The EU will soon open negotiations with the 78 countries of the African, Caribbean, and Pacific group on the future of their partnership with the EUin September 2018. This could breathe new life into the relations between the two continents. However, getting there will not be easy, writes Alfonso Medinilla.
Alfonso Medinilla is a Policy Officer in ECDPM’s European External Affairs programme.
The EU has always pursued two separate tracks in its relations with Sub-Saharan Africa and North Africa, engaging through the ACP-EU partnership with the former, and through the European Neighbourhood Policy with the latter.
The EU’s proposal for the upcoming negotiations is to move to a unified continental partnership with Africa and to “replace and upgrade the Joint Africa-EU Strategy (JAES)”, which already combines both Sub-Saharan and North African states, as well as the African Union.
Entering into a negotiation always implies a degree of uncertainty. The EU institutions are the only ones that have shown a glimpse of their cards. The European Commission and European External Action Service propose to prioritise regional partnerships over an ACP-EU construction and seek the full participation of North African countries in the political steering of a future African partnership at a continental level.
Yet, at the same time, they do not want to re-open the Euro Mediterranean Association Agreements, which are the current legal basis for cooperation between the EU and North African countries, nor is a review of the European Neighbourhood Policy in the works.
The formal decision-making and the implementation of a future continental partnership with Africa would, therefore, take place in the frameworks of a future EU-Africa compact as far as it concerns Sub-Saharan Africa, and four Association Agreements with Algeria, Tunisia, Morocco and Egypt when it comes to North Africa.
The specifics of this hybrid construction are still to be decided and will be worked out in consultations among the various parties involved. None of this can be unilaterally decided. To get what it wants, the EU will need the support from both the ACP group, with whom the EU will open negotiations and the African Union with whom it has the JAES.
Interests and incentives
Regionalising the political partnership with the ACP may also require more than a (late) invitation to North Africa to join the structures of a future Africa partnership. It calls for more clarity on the role of regional coalitions, their interests, and their incentives to engage with the European Union.
What is most important, perhaps, is the added value for North African countries to enter into a potentially cumbersome hybrid arrangement with the EU. The EU’s partnership ‘offer’ remains unclear, and North African demand is intangible at best. This all happens at a moment of difficult relations between the EU and North Africa, given the current political upheavals and the constant risk of crisis in the EU neighbourhood.

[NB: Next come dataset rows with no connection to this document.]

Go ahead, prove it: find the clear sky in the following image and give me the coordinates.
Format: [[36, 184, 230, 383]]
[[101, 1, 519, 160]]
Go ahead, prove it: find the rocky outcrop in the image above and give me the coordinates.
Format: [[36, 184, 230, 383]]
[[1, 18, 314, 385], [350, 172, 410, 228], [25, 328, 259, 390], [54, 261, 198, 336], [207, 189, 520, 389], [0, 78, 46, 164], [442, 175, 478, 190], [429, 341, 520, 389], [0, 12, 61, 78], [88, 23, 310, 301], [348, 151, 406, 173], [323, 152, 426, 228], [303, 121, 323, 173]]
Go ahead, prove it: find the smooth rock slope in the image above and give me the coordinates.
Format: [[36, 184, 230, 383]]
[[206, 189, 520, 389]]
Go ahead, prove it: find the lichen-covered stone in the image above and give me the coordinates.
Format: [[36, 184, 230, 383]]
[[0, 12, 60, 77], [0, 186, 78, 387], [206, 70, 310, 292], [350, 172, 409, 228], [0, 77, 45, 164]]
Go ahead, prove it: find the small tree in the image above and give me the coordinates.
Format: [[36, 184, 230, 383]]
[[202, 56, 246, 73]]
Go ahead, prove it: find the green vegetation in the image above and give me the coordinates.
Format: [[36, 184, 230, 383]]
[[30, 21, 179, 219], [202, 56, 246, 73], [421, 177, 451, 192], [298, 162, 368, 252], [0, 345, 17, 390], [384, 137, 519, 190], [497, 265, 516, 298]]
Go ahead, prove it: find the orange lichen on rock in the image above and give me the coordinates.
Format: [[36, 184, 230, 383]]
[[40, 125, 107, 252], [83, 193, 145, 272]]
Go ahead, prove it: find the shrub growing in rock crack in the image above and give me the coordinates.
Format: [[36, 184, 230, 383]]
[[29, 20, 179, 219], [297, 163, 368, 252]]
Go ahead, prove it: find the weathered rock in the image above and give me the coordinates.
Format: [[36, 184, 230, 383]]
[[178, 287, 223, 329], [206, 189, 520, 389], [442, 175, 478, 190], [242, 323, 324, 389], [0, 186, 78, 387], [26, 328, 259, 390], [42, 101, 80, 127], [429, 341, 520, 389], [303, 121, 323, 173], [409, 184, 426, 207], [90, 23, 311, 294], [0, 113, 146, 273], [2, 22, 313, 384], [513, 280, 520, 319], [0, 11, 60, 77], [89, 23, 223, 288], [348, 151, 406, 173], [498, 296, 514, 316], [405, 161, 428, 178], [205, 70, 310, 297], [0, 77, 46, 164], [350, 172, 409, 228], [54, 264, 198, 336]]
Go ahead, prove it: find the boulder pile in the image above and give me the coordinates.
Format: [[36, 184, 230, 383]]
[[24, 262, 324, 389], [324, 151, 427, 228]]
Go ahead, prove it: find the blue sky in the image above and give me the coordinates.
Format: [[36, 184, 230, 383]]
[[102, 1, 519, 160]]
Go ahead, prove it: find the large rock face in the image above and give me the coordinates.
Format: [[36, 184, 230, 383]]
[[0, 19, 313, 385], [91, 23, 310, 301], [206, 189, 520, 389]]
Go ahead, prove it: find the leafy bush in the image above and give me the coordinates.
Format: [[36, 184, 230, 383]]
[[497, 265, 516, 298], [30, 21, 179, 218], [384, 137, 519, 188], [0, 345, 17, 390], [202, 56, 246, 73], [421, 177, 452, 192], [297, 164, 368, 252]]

Neither the ACP group, or the African Union, or any North African country has thus far expressed an explicit position on the issue. The AU member states are developing a Common African Position for their cooperation framework with the European Union, yet it is still unclear whether they will join the negotiations under the ACP flag, or whether they will position the AU to lead in the negotiations.
The ACP group has shown a degree of openness to third countries but is mostly looking at traditional developing country partnerships with the least developed countries (LDCs) and SIDS. North African countries are increasingly looking South, which may affect their position in a continental partnership with the EU. But they are yet to formally enter into the discussion.
The unanswered questions are not minor. Have North African interests in a continental EU-Africa framework evolved over time? And do Egypt, Morocco, Tunisia, Algeria, and Libya (which does not have an Association Agreement with the EU) have different perspectives? What kind of incentives can be provided to North African countries to invest in a future continental EU-Africa partnership protocol, especially if no changes to the trade, political dialogue and development cooperation components of the Association Agreements and ENP are foreseen?
The time to prepare is now
As negotiations approach, the toughest question of all is perhaps who will be negotiating with whom, and for what? The Cotonou Agreement calls to open negotiations between the EU and the signatories of the Cotonou Agreement, a group of 78 states with no direct affiliation to North Africa. If the European Union would go through the entire process with the ACP group, only to invite the North Africans to join the table afterwards, this is unlikely to produce the desired result.
The situation requires those involved to begin to look for creative ways to involve North African partners and the AU in the negotiations from the very start. Regional protocols can only be negotiated in a regional setting with a sufficiently broad mandate.
On the other hand, AU member states will need to decide who negotiates on whose behalf. The European Union and the African Union, and their respective members have every interest in organising the negotiations in a way that prioritises the clear articulation of regional interests. They will need to tackle the North African question as soon as possible to make sure that North Africa’s involvement in the ACP-EU negotiations will be more than a leap in the dark.